One day, KHJ chief production engineer Bill Mouzis (left) and I brought The Big Kahuna to Dodger Stadium to see the hottest team in baseball, led by their twin Hall of Fame pitchers, Sandy Koufax and Don Drysdale. When the crowd first spotted Chris in his multi-colored feathered cape, whale bone neck pieces and tapa cloth sarong, most everyone took their eyes off the playing field and tried to get a look at, or autograph from, L.A.’s biggest radio star. The promotion ran for two dozen Bossterical weeks.
It all remains well remembered to this day by those drawn into the spell of the character played by Chris Varez . KHJ’s Big Kahuna was the original, followed by copycat radio stations, surf shops, graffiti, bumper stickers, restaurants, clubs and endless products wishing identification with Hawai’i. Kahuni filled the airwaves, but there was no Chris Variez in the copycat towns. To me, still the most puzzling fact about those times was that no one ever questioned why the "kahuna" was Caucasian. WTF?
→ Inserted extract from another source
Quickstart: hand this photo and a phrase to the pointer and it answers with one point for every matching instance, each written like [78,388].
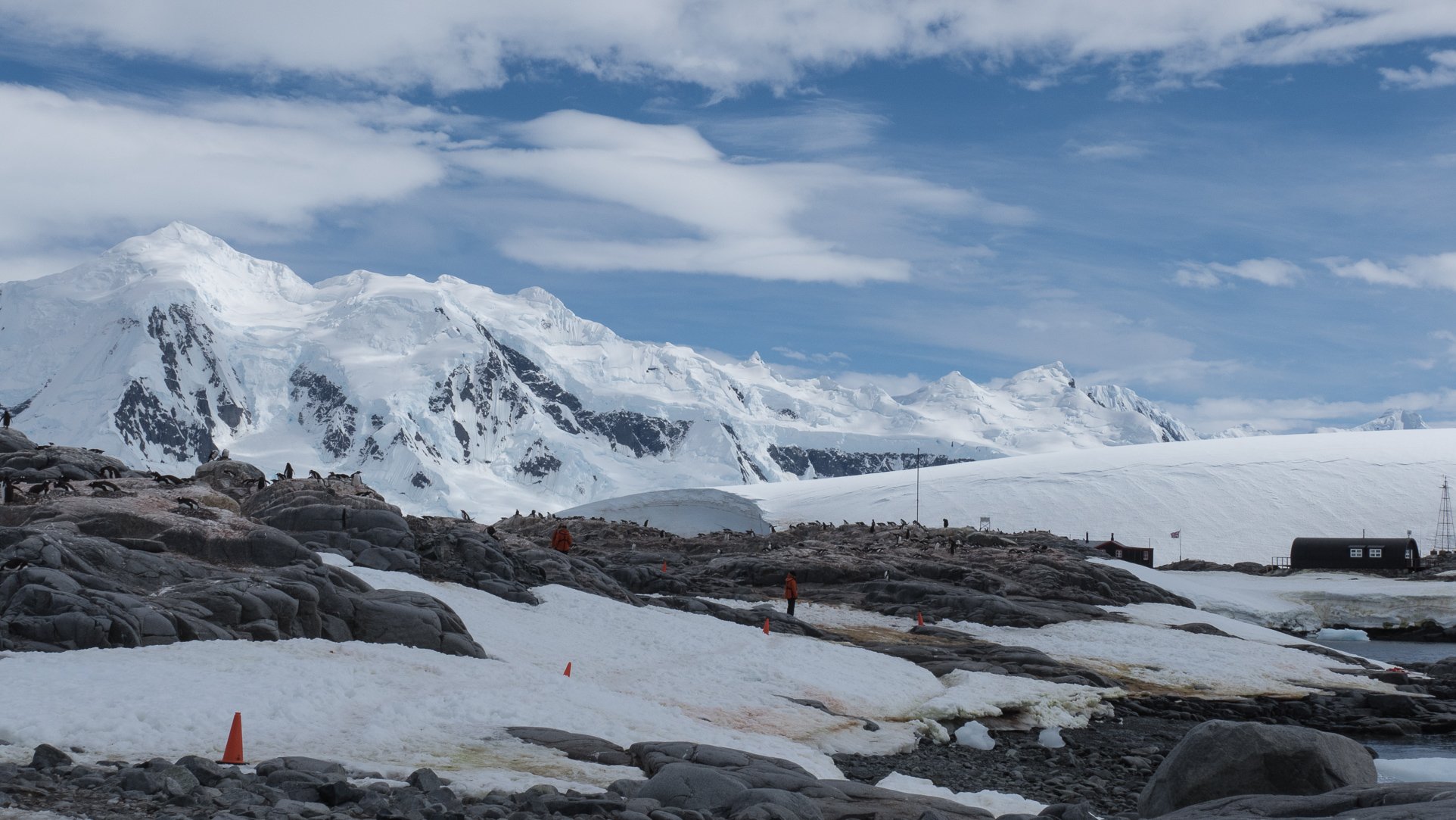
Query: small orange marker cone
[233,753]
After eloping with a KHJ secretary from the promotion department, Varez headed for the Virgin Islands. By then, thinking he had acquired personal super powers, Varez ended up in jail for “Piracy on the High Seas,” a story that I never got 100% straight.
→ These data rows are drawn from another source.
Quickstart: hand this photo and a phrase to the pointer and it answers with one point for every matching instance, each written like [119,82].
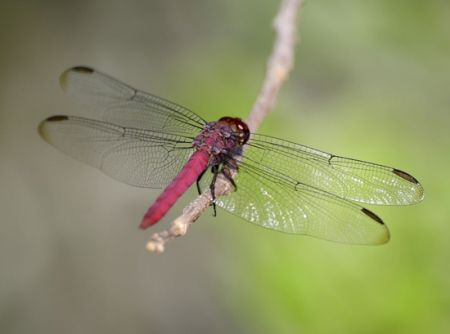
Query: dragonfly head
[238,127]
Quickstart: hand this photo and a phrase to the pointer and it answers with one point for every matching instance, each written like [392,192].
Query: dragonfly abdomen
[187,176]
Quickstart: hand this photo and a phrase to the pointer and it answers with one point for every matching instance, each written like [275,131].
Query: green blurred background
[371,81]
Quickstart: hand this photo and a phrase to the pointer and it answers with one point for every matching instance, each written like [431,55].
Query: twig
[278,67]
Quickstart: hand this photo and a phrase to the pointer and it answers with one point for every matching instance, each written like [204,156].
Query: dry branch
[278,67]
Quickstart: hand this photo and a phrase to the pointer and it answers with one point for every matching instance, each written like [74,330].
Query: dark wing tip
[405,176]
[372,215]
[82,69]
[57,118]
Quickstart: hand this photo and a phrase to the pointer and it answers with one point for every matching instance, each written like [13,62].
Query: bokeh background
[372,81]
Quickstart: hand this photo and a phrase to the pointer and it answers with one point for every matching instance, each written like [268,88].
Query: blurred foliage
[371,81]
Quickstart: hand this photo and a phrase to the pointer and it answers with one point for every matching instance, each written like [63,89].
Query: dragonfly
[147,141]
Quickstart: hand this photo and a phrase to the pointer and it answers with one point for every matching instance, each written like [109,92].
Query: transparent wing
[347,178]
[115,102]
[143,158]
[268,199]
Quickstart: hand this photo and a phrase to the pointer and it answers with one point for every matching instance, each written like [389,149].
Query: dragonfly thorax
[222,139]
In the late 1970s, Varez returned to the islands to become a fisherman in Kona on the Big Island. There a neophyte captain speared Varez’s foot, leaving him partially disabled. Varez returned to O’ahu after the turn of the century. A bit after Y2K Chris was my roommate for two years in the hilltop house where I lived in Kane’ohe. That house recently burned down. Now I live 800-feet makai (towards the sea.) The last thing I took with me on the way out the back door was the wishbone for the turkey Chris made on Thanksgiving 1998, which had hung there ever since.
Chris Varez is survived by brother Dietrich and wife Linda, several children from two marriages and other family members. Varez spent his last days in Koloa, Kaua’i with a former wife, who tended to his needs until he recently was admitted to Wilcox Memorial Hospital. He quietly passed away this morning. The cause of death apparently was the continuing loss of oxygen. He was breathing with assistance of an oxygen tank the last time I hung out with him in Kailua, in 2007 (upper right.)
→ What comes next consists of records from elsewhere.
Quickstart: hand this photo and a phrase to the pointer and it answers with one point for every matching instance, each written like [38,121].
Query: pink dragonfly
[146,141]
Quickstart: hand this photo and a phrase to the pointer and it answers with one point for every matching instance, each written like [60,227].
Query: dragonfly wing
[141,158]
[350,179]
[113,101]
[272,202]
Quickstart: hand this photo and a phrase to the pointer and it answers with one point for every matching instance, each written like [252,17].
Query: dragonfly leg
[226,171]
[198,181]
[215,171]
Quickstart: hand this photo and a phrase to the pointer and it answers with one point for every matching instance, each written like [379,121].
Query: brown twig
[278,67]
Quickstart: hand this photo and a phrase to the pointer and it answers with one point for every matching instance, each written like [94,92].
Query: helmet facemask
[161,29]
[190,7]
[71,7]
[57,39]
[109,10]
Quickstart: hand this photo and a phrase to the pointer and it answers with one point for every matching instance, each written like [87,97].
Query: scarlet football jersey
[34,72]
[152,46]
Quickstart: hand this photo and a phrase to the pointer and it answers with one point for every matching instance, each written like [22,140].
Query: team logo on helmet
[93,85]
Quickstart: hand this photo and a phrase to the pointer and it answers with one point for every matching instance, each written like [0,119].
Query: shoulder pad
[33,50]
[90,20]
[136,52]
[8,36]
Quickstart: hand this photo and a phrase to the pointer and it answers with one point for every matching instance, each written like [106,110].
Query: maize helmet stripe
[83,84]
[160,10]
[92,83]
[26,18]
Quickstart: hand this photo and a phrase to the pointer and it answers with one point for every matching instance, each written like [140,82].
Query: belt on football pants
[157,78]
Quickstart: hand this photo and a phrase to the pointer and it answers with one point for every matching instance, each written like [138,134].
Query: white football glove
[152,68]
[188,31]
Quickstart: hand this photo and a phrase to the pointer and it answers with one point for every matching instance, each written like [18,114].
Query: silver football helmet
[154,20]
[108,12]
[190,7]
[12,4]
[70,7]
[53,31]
When today’s NFL games are finished—I froze them on TiVo when Dietrich called me with the news as Jordan King sang the national anthem, at 9:55 a.m. HST. When today’s football is pau, I am driving to Kailua Beach Park and jump into the Pacific Ocean, to remember my dear friend and consummate showman, the immortal, one-and only Big Kahuna.
Ron Jacobs
Kaneohe, Hawai’i
For more information: Google The KHJ Big Kahuna, check out the work of D.Varez on eBay and/or contact Ron Jacobs at rj@hawaii.rr.com.
PS - It is now 6 p.m. and the sun is setting behind the Ko'olau Mountains. When I went to finally watch football, I discovered that I failed to hit "record" for the Viking-Saints game.
Which bounced me back to our times together, me and Chris. Many things were re-aligned in both our brains as we synched up and survived, depending on each other. Kahuna Chris was a great cook, grilled ahi fresh from He'iea Pier being his ono speciality.